Xamarin or Cordova, why?

Xamarin or Cordova, why?

It has become a tradition on this blog to compare things, so let’s keep traditions and compare Xamarin and Cordova. I’m not going to compare them technically, because they’re different. However, they both are meant to build mobile apps, so they both deliver the same end result, just different internally. So why bother with one or the other?

When our customers approach us -specially with a new project-, often this subject is brought up by us. The reason is, the decision of either will have a direct impact on development cost.

TL;DR: Using Cordova implies lower cost of developer and is more extensible, that doesn’t mean Xamarin is a bad choice

Native

As we said before, native is the paramount of mobile development. iOS as well as Android apps are programmed in Swift/Objective-C and Java/Kotlin respectively. There’s a reason why I’m mentioning this, please bear with me. When another entity wants to enhance either platform, it’s done by creating something called SDK (Software Development Kit). The SDKs are meant to expand an app offering without involving the re-coding a certain functionality. Case in point, if you want to add analytics to your app, the same way you use Google Analytics in your web site, the procedure is adding the Google Analytics SDK into your app. The developer just includes the files and code and up you go, your app performance is being tracked by Google just like your website (is not as simple as that, but that’s the gist of it). Platforms SDKs are normally developed in the native language of it.

Hybrid platforms

Cordova (a.k.a PhoneGap), Xamarin, Titanium, etc. are hybrid platforms or IDE (Integrated Development Environment). The main advantage of using them is that native languages development is not needed. By using the hybrid IDE the developer uses one language and the IDE translate those to native. This allows web developers (who normally know html, Javascript, PHP, etc.) to develop a mobile app without knowing anything of Swift or Java. These IDEs exist for a reason, and their success is based on the significant amount of developers who don’t know or don’t have time to learn native coding.
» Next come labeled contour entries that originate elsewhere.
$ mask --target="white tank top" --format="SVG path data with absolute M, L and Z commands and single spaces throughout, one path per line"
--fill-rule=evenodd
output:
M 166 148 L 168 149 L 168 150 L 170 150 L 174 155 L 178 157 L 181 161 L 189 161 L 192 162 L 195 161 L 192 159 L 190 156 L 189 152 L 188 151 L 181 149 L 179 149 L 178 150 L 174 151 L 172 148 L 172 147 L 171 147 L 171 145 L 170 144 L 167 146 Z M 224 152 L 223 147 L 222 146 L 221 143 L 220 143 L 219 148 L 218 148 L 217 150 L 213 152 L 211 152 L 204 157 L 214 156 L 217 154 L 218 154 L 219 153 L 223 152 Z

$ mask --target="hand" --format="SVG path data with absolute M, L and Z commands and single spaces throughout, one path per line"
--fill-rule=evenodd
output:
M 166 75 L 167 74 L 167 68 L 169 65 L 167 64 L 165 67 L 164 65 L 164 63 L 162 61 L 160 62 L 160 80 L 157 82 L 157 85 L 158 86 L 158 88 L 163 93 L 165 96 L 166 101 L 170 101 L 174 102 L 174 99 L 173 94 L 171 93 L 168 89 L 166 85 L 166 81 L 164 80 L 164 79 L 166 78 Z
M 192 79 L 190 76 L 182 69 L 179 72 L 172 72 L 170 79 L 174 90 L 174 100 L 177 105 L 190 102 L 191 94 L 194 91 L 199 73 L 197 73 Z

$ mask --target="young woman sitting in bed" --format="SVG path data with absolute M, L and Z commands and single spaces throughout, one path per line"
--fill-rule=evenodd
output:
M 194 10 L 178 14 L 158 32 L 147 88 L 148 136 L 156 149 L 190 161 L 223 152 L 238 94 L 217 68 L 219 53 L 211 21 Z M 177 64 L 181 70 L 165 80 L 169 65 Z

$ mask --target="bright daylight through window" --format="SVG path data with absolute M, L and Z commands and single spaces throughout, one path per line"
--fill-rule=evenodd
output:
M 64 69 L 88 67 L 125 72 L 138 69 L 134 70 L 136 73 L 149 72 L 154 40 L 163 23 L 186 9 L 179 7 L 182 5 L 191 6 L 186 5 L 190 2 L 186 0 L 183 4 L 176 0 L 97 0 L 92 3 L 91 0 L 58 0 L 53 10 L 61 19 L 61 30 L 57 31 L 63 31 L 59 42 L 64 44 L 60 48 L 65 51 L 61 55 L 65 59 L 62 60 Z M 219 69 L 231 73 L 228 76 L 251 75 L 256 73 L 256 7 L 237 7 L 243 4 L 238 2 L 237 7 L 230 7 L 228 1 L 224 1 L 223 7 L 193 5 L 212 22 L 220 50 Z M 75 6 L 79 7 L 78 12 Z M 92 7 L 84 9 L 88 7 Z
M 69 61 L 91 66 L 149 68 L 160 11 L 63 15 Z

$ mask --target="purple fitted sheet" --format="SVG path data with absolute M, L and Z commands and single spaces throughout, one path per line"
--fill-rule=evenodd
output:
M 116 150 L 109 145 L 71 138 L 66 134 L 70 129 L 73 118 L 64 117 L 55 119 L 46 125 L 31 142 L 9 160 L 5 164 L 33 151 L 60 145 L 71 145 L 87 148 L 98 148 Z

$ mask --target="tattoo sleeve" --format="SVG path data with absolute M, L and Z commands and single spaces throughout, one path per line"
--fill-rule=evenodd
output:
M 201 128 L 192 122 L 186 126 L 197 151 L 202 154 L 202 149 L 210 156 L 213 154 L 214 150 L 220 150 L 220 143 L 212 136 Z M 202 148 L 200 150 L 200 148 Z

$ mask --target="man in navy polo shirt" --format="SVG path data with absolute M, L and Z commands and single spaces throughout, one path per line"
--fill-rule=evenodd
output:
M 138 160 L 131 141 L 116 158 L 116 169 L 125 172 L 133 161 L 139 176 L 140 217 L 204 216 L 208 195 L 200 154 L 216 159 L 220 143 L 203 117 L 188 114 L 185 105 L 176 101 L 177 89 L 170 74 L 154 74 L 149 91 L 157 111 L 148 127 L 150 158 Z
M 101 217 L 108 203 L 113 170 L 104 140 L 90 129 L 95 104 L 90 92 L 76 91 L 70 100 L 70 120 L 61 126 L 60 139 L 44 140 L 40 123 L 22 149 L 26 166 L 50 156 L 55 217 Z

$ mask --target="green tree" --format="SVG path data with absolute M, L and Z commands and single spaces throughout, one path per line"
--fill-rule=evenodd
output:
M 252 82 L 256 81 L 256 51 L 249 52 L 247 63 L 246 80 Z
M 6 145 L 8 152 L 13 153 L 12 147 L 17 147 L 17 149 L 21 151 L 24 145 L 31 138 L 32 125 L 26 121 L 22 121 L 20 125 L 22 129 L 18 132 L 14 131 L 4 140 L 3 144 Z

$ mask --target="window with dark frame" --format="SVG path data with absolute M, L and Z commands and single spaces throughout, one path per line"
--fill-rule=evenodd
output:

The same way there are SDKs for native, there are also plug-ins or extension for hybrid IDE. This is one of the weak point of using hybrid approach. When a new SDK is published, by default is meant for native use. In order for this SDK to be use on any hybrid IDE, a respective plug-ins must be developed by the entity responsible for it. Going back to our example, if an app is being developed in Cordova and there’s the need to use Google Analytics, then the respective plug-in for it must be used. This chain implies delays in adoption of certain SDK or worst, maybe the SDK is not ported at all, leaving the hybrid IDE outside of that enhancement. It happens.

Therefor as with many things, the more popular the hybrid IDE is, the more support (i.e. plug-ins) it has, the fastest is to develop with. Thus, lowering development cost.

On the hybrid realm, Cordova has the following advantages over Xamarin:

  • Developing language is javascript, while Xamarin is develop using C#. Javascript pool of developers is bigger
  • Due to the previous reason, plug-ing offering in Cordova is wider than in Xamarin

Xamarin though, offers a little advantage in app performance, compared to Cordova. However this is only perceptible to the train eye.

And so we arrive to the point on where the customer/Project-owner has to chose which IDE will be use to develop the app. On our case we support many of them, however when it comes to cost and speed of development, Cordova always has an edge, for one reason or another. This advantage impacts the bottom line and that’s the reason why is so popular, which in turn continues feeding the circle of its life, Cordova that is.